Greece And Ferry To Italy

We stayed several days on the beach, south of Thessaloniki on the Aegean coast.  We swam in the sea which was great fun as the weather was hot and windy.  The magnificent Mount Olympus, topped with swirling grey clouds and snow on its highest peaks, served as an unlikely backdrop to our beach activities.

Impossible to photograph Mount Olympus

There were storms in the area and thunder constantly rumbled through the mountains and you could understand why, in days gone by, folk imagined Zeus, Apollo and the other ancient gods talking to each other in thunderous tones on Mount Olympus.

When we said goodbye to our lovely beach, we drove west towards the port of Igoumenitsa where we would take the ferry to Brindisi, Italy. The drive through the mountains was spectacular, although there were so many tunnels that the view was constantly interrupted – some tunnels were over 3k long.  There were toll booths every thirty miles or so, charging us more than €5 each time – the whole trip probably cost us €35.

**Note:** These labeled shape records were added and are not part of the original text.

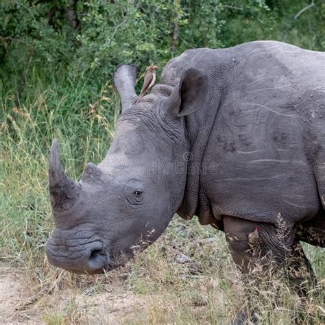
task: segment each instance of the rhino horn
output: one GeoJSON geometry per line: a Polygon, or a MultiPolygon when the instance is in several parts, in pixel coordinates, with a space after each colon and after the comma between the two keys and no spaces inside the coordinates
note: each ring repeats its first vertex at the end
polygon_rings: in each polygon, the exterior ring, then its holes
{"type": "Polygon", "coordinates": [[[134,90],[136,67],[134,64],[120,64],[113,75],[114,84],[121,97],[122,110],[126,110],[137,97],[134,90]]]}
{"type": "Polygon", "coordinates": [[[72,206],[81,191],[81,185],[69,178],[60,163],[57,139],[52,143],[49,157],[49,188],[53,208],[58,210],[72,206]]]}

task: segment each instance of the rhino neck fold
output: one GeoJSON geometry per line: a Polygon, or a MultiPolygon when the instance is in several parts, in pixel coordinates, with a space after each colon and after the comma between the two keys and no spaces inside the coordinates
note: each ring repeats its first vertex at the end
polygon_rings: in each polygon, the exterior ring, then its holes
{"type": "Polygon", "coordinates": [[[187,138],[191,143],[191,159],[188,162],[185,191],[176,213],[186,220],[197,215],[201,224],[214,222],[212,208],[201,184],[203,158],[219,108],[219,94],[209,91],[206,104],[197,112],[185,117],[187,138]],[[212,103],[212,104],[211,104],[212,103]]]}

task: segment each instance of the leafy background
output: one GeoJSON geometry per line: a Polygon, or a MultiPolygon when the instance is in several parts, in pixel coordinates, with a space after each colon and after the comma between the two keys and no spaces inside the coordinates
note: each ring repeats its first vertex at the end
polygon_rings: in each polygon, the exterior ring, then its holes
{"type": "MultiPolygon", "coordinates": [[[[62,289],[77,287],[88,294],[97,292],[99,284],[109,290],[112,278],[124,274],[118,270],[94,282],[80,280],[49,266],[44,252],[53,228],[47,191],[51,141],[59,139],[61,158],[71,177],[80,177],[87,162],[103,158],[119,111],[111,80],[117,64],[135,63],[140,78],[148,64],[158,65],[160,73],[170,58],[186,49],[227,47],[256,40],[324,51],[324,30],[322,0],[1,1],[0,268],[4,265],[10,274],[20,274],[27,297],[16,293],[23,309],[15,306],[10,315],[18,313],[24,322],[80,322],[89,314],[80,312],[75,296],[62,306],[49,300],[53,297],[49,293],[60,296],[62,289]],[[34,318],[30,311],[40,306],[34,318]]],[[[229,320],[229,313],[238,310],[244,298],[239,296],[224,237],[197,221],[175,219],[158,243],[126,267],[126,280],[117,280],[113,289],[117,285],[147,295],[154,288],[157,299],[149,297],[139,318],[147,313],[147,322],[229,320]],[[174,257],[183,253],[193,266],[178,264],[174,257]]],[[[306,245],[304,248],[324,279],[324,252],[306,245]]],[[[263,324],[270,319],[271,324],[293,322],[290,313],[300,315],[300,305],[288,296],[286,287],[280,290],[277,279],[270,283],[275,291],[265,289],[253,300],[264,311],[263,324]],[[274,313],[272,294],[285,302],[284,308],[274,313]]],[[[309,313],[321,324],[322,298],[313,299],[309,313]]],[[[5,306],[1,309],[4,300],[0,299],[0,311],[8,313],[5,306]]],[[[130,324],[138,319],[132,317],[130,324]]]]}

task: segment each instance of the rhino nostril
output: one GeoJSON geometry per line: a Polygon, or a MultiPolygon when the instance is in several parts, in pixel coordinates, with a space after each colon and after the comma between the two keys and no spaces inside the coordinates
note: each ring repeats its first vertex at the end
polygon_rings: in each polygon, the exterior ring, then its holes
{"type": "Polygon", "coordinates": [[[91,261],[96,260],[99,257],[101,257],[104,255],[105,255],[105,253],[103,252],[102,250],[93,250],[91,253],[91,256],[89,256],[89,259],[91,261]]]}

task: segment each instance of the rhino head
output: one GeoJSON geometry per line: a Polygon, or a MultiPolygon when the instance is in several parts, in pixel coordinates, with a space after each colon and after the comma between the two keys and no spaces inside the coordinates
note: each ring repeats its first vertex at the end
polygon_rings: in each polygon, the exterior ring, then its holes
{"type": "Polygon", "coordinates": [[[114,75],[122,113],[110,149],[88,163],[80,182],[62,167],[58,145],[49,155],[49,192],[55,228],[46,245],[49,263],[97,274],[123,264],[156,241],[184,197],[191,149],[184,117],[202,105],[207,78],[184,71],[173,85],[156,85],[133,104],[136,69],[114,75]]]}

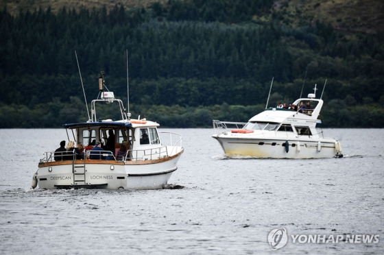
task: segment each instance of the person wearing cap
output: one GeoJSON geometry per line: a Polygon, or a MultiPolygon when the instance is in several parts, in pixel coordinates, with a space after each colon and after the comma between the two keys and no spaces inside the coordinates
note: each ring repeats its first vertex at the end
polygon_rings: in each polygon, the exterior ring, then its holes
{"type": "Polygon", "coordinates": [[[62,160],[62,154],[67,151],[65,149],[65,141],[60,142],[60,147],[55,151],[55,161],[62,160]]]}
{"type": "Polygon", "coordinates": [[[95,147],[90,151],[89,159],[101,159],[104,149],[101,148],[101,143],[96,142],[95,147]]]}

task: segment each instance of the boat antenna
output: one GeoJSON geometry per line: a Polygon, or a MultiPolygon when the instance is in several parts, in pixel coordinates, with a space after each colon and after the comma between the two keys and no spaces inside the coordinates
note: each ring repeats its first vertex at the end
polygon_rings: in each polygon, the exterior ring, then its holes
{"type": "Polygon", "coordinates": [[[274,77],[272,77],[272,81],[271,82],[271,86],[269,87],[269,93],[268,94],[268,99],[267,99],[267,104],[265,105],[265,109],[268,107],[268,101],[269,101],[269,96],[271,95],[271,90],[272,89],[272,84],[274,83],[274,77]]]}
{"type": "Polygon", "coordinates": [[[305,70],[305,76],[304,77],[304,81],[302,82],[302,86],[301,87],[300,97],[299,98],[301,98],[301,96],[302,95],[302,90],[304,89],[304,84],[305,83],[305,78],[307,78],[307,71],[308,71],[308,66],[307,66],[307,70],[305,70]]]}
{"type": "Polygon", "coordinates": [[[83,94],[84,96],[85,106],[86,107],[86,113],[88,114],[88,120],[91,120],[91,117],[89,116],[89,110],[88,110],[88,103],[86,102],[86,97],[85,96],[85,90],[84,88],[83,78],[82,77],[82,72],[80,72],[80,65],[79,64],[79,59],[77,58],[77,53],[75,50],[75,56],[76,56],[76,62],[77,62],[77,68],[79,69],[79,74],[80,75],[80,81],[82,82],[82,87],[83,88],[83,94]]]}
{"type": "Polygon", "coordinates": [[[127,53],[127,101],[128,101],[128,119],[130,118],[130,84],[128,80],[128,50],[125,49],[127,53]]]}
{"type": "Polygon", "coordinates": [[[326,85],[326,79],[325,80],[325,82],[324,82],[324,86],[323,88],[323,91],[322,92],[322,96],[320,97],[320,99],[323,97],[323,93],[324,93],[324,90],[325,89],[325,86],[326,85]]]}

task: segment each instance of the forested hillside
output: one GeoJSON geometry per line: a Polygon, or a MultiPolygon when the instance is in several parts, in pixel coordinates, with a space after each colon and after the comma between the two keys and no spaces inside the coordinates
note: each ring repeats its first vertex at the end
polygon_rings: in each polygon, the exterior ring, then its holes
{"type": "Polygon", "coordinates": [[[0,127],[87,120],[75,51],[88,103],[100,71],[127,101],[126,50],[130,111],[162,126],[246,121],[265,107],[274,78],[269,106],[291,103],[303,84],[306,95],[317,84],[320,96],[326,80],[323,127],[383,127],[381,28],[340,29],[324,17],[309,19],[298,7],[292,12],[289,3],[152,1],[16,14],[4,8],[0,127]]]}

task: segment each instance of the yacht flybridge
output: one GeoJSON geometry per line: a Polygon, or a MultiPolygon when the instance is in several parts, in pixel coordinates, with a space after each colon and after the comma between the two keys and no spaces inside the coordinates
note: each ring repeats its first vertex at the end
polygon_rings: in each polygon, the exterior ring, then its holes
{"type": "Polygon", "coordinates": [[[316,128],[323,103],[311,93],[295,101],[289,108],[267,108],[248,123],[214,120],[213,137],[227,155],[272,158],[342,157],[339,141],[324,137],[322,130],[316,128]]]}
{"type": "Polygon", "coordinates": [[[99,86],[99,96],[91,104],[91,117],[86,122],[63,125],[71,147],[44,152],[33,177],[33,188],[159,189],[177,169],[184,151],[181,136],[158,132],[156,122],[130,119],[121,100],[105,90],[103,73],[99,86]],[[119,104],[121,119],[98,119],[96,105],[113,103],[119,104]],[[168,144],[163,143],[163,138],[168,144]],[[88,146],[78,149],[80,144],[88,146]],[[95,147],[99,149],[92,149],[95,147]]]}

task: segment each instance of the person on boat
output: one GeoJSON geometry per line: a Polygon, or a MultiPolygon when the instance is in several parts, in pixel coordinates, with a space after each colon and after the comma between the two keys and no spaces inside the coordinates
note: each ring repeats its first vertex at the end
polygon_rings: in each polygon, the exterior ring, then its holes
{"type": "Polygon", "coordinates": [[[60,142],[60,147],[55,150],[55,161],[62,160],[62,154],[67,151],[65,149],[65,141],[62,141],[60,142]]]}
{"type": "Polygon", "coordinates": [[[101,148],[101,143],[97,142],[95,147],[92,148],[90,151],[89,159],[106,159],[106,160],[112,160],[113,156],[112,154],[108,156],[104,156],[104,154],[108,154],[109,151],[106,151],[103,148],[101,148]]]}
{"type": "Polygon", "coordinates": [[[124,160],[125,156],[127,156],[127,146],[122,144],[120,147],[120,149],[117,151],[117,155],[116,156],[117,160],[124,160]]]}
{"type": "Polygon", "coordinates": [[[312,106],[311,106],[311,103],[309,101],[307,102],[307,105],[305,106],[305,108],[309,110],[312,109],[312,106]]]}
{"type": "Polygon", "coordinates": [[[300,103],[300,106],[299,108],[299,112],[305,113],[305,106],[303,102],[300,103]]]}
{"type": "Polygon", "coordinates": [[[89,159],[101,159],[104,149],[101,148],[101,143],[97,142],[89,153],[89,159]]]}
{"type": "Polygon", "coordinates": [[[88,143],[88,145],[86,145],[84,147],[84,151],[88,151],[89,149],[92,149],[92,148],[93,148],[93,147],[95,146],[95,144],[96,144],[96,140],[93,139],[92,141],[92,142],[91,142],[91,143],[88,143]]]}
{"type": "Polygon", "coordinates": [[[291,106],[289,106],[289,109],[294,110],[295,112],[297,112],[298,110],[298,106],[295,106],[293,104],[292,104],[291,105],[291,106]]]}
{"type": "Polygon", "coordinates": [[[111,151],[115,154],[115,134],[113,134],[113,130],[109,130],[108,134],[109,136],[107,138],[106,147],[107,150],[111,151]]]}
{"type": "Polygon", "coordinates": [[[67,145],[67,153],[66,156],[64,156],[65,160],[72,160],[73,159],[73,155],[75,156],[75,159],[84,159],[84,154],[82,151],[75,147],[75,143],[70,141],[68,142],[68,145],[67,145]]]}
{"type": "Polygon", "coordinates": [[[145,130],[141,130],[141,138],[140,138],[140,144],[141,145],[147,145],[149,144],[149,138],[148,137],[148,134],[145,130]]]}
{"type": "Polygon", "coordinates": [[[311,106],[311,103],[309,101],[307,102],[307,104],[305,105],[305,108],[307,109],[307,114],[312,114],[312,106],[311,106]]]}

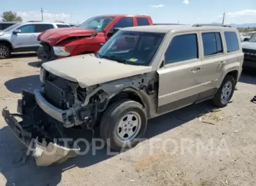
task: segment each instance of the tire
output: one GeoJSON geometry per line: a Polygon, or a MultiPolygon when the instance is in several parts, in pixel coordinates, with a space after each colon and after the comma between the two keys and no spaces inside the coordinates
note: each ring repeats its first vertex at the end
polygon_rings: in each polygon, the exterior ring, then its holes
{"type": "Polygon", "coordinates": [[[235,87],[235,81],[234,77],[227,76],[213,98],[214,104],[220,108],[226,106],[233,96],[235,87]]]}
{"type": "Polygon", "coordinates": [[[147,114],[143,106],[136,101],[124,99],[113,102],[105,111],[101,120],[100,135],[112,149],[117,151],[127,150],[139,143],[136,139],[143,137],[147,125],[147,114]],[[125,133],[127,133],[124,135],[125,133]]]}
{"type": "Polygon", "coordinates": [[[11,56],[10,46],[5,43],[0,43],[0,59],[6,59],[11,56]]]}

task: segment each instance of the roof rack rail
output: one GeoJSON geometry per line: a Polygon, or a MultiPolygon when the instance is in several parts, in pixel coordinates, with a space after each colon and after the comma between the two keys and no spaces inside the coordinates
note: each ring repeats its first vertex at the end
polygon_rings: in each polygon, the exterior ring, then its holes
{"type": "Polygon", "coordinates": [[[29,21],[27,22],[42,22],[42,21],[29,21]]]}
{"type": "Polygon", "coordinates": [[[179,23],[154,23],[153,25],[184,25],[183,24],[179,23]]]}
{"type": "Polygon", "coordinates": [[[59,23],[65,23],[65,22],[62,21],[55,21],[54,22],[59,22],[59,23]]]}
{"type": "Polygon", "coordinates": [[[194,24],[192,25],[192,26],[198,27],[198,26],[222,26],[222,27],[231,27],[230,25],[218,25],[218,24],[194,24]]]}

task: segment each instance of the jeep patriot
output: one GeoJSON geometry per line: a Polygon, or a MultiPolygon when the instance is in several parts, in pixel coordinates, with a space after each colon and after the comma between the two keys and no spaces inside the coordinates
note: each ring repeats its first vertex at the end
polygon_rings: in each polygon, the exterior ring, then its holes
{"type": "MultiPolygon", "coordinates": [[[[28,145],[30,139],[37,138],[35,151],[41,148],[42,138],[48,146],[66,151],[52,140],[65,137],[64,129],[77,126],[89,129],[99,126],[108,145],[120,151],[138,143],[149,118],[207,100],[225,106],[243,61],[236,29],[124,28],[96,53],[44,64],[43,85],[34,94],[23,91],[23,121],[18,122],[7,108],[2,114],[23,143],[28,145]]],[[[63,156],[73,157],[69,153],[79,151],[69,147],[63,156]]],[[[38,165],[58,160],[44,161],[47,156],[44,149],[36,152],[38,165]]]]}

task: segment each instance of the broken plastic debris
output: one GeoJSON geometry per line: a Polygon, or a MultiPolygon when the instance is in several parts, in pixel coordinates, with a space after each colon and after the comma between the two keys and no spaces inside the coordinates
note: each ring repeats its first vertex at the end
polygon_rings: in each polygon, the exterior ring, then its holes
{"type": "Polygon", "coordinates": [[[222,109],[213,109],[212,110],[211,110],[211,112],[220,112],[222,110],[222,109]]]}
{"type": "Polygon", "coordinates": [[[70,157],[77,156],[79,149],[69,149],[50,143],[47,147],[37,144],[33,156],[36,159],[37,166],[49,166],[66,161],[70,157]],[[54,152],[54,153],[51,152],[54,152]]]}

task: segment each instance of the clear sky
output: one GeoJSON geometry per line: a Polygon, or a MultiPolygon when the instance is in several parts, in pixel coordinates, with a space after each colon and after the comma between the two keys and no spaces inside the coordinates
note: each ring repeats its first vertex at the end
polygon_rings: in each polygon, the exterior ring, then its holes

At one point we drove through a violent hail storm which instantly reduced visibility to just a few feet.  We had to slow to a crawl and put on our hazard warning lights. The van in front of us actually came to an abrupt halt, which was not the safest manoeuvre in such low visibility. We managed to drive around him and gingerly proceeded. The temperature had dropped from 25° to 15° but ten minutes later the sun was out again.  We spotted a pair of motor cyclists sheltering from the deluge under a bridge. They were stripped to their underwear and were hurriedly changing into dry clothes (sorry, no photo!).

Lined Up With The Big Boys For Ferry To Brindisi

We reached Igoumenitsa mid afternoon and purchased our ferry tickets to Italy, €360 including a cabin.  The ferry left at midnight and arrived in Brindisi the following morning at 9 am.